Parlamento Ue: “Stop ai rimpatri forzati delle donne afghane”.

La possibile decisione del governo olandese di rimpatriare due donne afghane in Afghanistan ha acceso un duro confronto a livello europeo, riportando al centro il tema della tutela dei diritti umani sotto il regime talebano.

Secondo un ampio gruppo di eurodeputati, nelle ultime settimane è emerso che l’Aia intende procedere al rimpatrio di due cittadine afghane nonostante la persecuzione “ben documentata e sistematica” subita dalle donne da quando i talebani sono tornati al potere. Dall’agosto 2021, ricordano gli eurodeputati, alle donne in Afghanistan è stato progressivamente negato l’accesso all’istruzione e al lavoro, limitata la libertà di movimento e venuta meno la protezione contro violenze e abusi.

Nell’interrogazione viene richiamata anche una sentenza chiave della Corte di giustizia dell’Unione europea del 4 ottobre 2024 (cause riunite C-608/22 e C-609/22), nella quale i giudici di Lussemburgo hanno stabilito che il trattamento riservato alle donne afghane costituisce un atto di persecuzione ai sensi della direttiva qualifiche.

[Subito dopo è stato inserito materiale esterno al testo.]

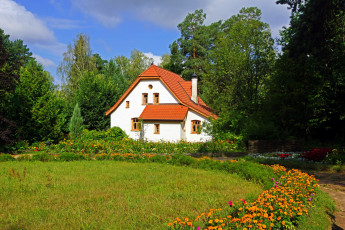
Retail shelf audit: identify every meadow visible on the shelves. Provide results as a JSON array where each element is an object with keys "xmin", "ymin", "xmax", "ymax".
[{"xmin": 0, "ymin": 161, "xmax": 263, "ymax": 229}]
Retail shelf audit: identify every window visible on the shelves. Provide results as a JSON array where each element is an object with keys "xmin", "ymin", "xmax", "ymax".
[
  {"xmin": 153, "ymin": 93, "xmax": 159, "ymax": 104},
  {"xmin": 132, "ymin": 118, "xmax": 140, "ymax": 131},
  {"xmin": 154, "ymin": 124, "xmax": 160, "ymax": 134},
  {"xmin": 191, "ymin": 120, "xmax": 201, "ymax": 134},
  {"xmin": 143, "ymin": 93, "xmax": 148, "ymax": 105}
]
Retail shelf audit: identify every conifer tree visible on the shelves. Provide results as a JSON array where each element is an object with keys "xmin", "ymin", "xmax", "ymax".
[{"xmin": 69, "ymin": 103, "xmax": 83, "ymax": 139}]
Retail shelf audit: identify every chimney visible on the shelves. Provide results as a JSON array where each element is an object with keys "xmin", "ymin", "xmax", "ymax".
[{"xmin": 191, "ymin": 73, "xmax": 198, "ymax": 104}]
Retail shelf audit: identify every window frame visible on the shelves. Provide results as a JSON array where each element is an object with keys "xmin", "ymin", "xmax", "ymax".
[
  {"xmin": 131, "ymin": 117, "xmax": 140, "ymax": 131},
  {"xmin": 142, "ymin": 93, "xmax": 149, "ymax": 105},
  {"xmin": 153, "ymin": 124, "xmax": 161, "ymax": 134},
  {"xmin": 153, "ymin": 93, "xmax": 159, "ymax": 105},
  {"xmin": 190, "ymin": 120, "xmax": 201, "ymax": 134}
]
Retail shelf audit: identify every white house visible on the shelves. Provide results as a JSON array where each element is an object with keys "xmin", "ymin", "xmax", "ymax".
[{"xmin": 105, "ymin": 65, "xmax": 217, "ymax": 142}]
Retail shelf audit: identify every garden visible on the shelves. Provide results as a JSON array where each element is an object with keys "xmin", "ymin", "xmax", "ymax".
[{"xmin": 0, "ymin": 131, "xmax": 343, "ymax": 230}]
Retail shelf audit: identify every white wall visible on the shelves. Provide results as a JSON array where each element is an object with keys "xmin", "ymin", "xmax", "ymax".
[
  {"xmin": 185, "ymin": 109, "xmax": 212, "ymax": 142},
  {"xmin": 144, "ymin": 121, "xmax": 181, "ymax": 142},
  {"xmin": 110, "ymin": 79, "xmax": 180, "ymax": 139}
]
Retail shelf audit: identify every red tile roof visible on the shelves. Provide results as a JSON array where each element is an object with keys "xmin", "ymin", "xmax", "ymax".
[
  {"xmin": 105, "ymin": 65, "xmax": 217, "ymax": 118},
  {"xmin": 139, "ymin": 105, "xmax": 188, "ymax": 121}
]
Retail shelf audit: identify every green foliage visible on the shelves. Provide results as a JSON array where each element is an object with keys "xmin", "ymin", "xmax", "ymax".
[
  {"xmin": 163, "ymin": 9, "xmax": 221, "ymax": 84},
  {"xmin": 0, "ymin": 28, "xmax": 31, "ymax": 146},
  {"xmin": 31, "ymin": 152, "xmax": 54, "ymax": 162},
  {"xmin": 9, "ymin": 60, "xmax": 61, "ymax": 142},
  {"xmin": 58, "ymin": 153, "xmax": 86, "ymax": 161},
  {"xmin": 69, "ymin": 103, "xmax": 83, "ymax": 139},
  {"xmin": 0, "ymin": 153, "xmax": 15, "ymax": 162},
  {"xmin": 203, "ymin": 7, "xmax": 275, "ymax": 139},
  {"xmin": 58, "ymin": 34, "xmax": 97, "ymax": 97},
  {"xmin": 75, "ymin": 73, "xmax": 116, "ymax": 130},
  {"xmin": 82, "ymin": 127, "xmax": 127, "ymax": 141},
  {"xmin": 266, "ymin": 0, "xmax": 345, "ymax": 141}
]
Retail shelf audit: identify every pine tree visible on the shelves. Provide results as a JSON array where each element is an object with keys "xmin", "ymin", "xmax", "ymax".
[{"xmin": 69, "ymin": 103, "xmax": 83, "ymax": 139}]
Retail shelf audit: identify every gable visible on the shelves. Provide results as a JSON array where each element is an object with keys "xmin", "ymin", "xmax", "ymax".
[{"xmin": 105, "ymin": 65, "xmax": 217, "ymax": 118}]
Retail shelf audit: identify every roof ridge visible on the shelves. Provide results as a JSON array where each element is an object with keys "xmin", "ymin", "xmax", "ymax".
[{"xmin": 153, "ymin": 65, "xmax": 185, "ymax": 81}]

In base a questa interpretazione, le donne afghane possono ottenere lo status di rifugiato unicamente in ragione del loro genere e della loro nazionalità.

Sul tema, alla Commissione europea, è stato chiesto se il rimpatrio verso aree controllate dai talebani violi il diritto dell’UE e il principio di non respingimento e se Bruxelles sia a conoscenza di altri rimpatri, in corso o pianificati, da parte degli Stati membri.

In risposta, il commissario Magnus Brunner ha ribadito che “il diritto dell’Unione in materia di asilo e rimpatrio impone una valutazione individuale di ogni domanda di protezione internazionale e di ogni decisione di rimpatrio”. “Tali decisioni, prosegue, devono essere pienamente conformi alla Carta dei diritti fondamentali dell’UE, al principio di non respingimento e alla giurisprudenza europea e nazionale”.

Secondo l’esecutivo comunitario, in sintesi, spetta alle autorità competenti degli Stati membri effettuare queste valutazioni caso per caso, tenendo conto di tutte le circostanze rilevanti.

Bruxelles ricorda inoltre che il diritto dell’UE garantisce ai cittadini di Paesi terzi la possibilità di impugnare le decisioni in materia di asilo e rimpatrio e che l’esecuzione di un rimpatrio deve essere sospesa qualora esista il rischio di violazione del principio di non respingimento.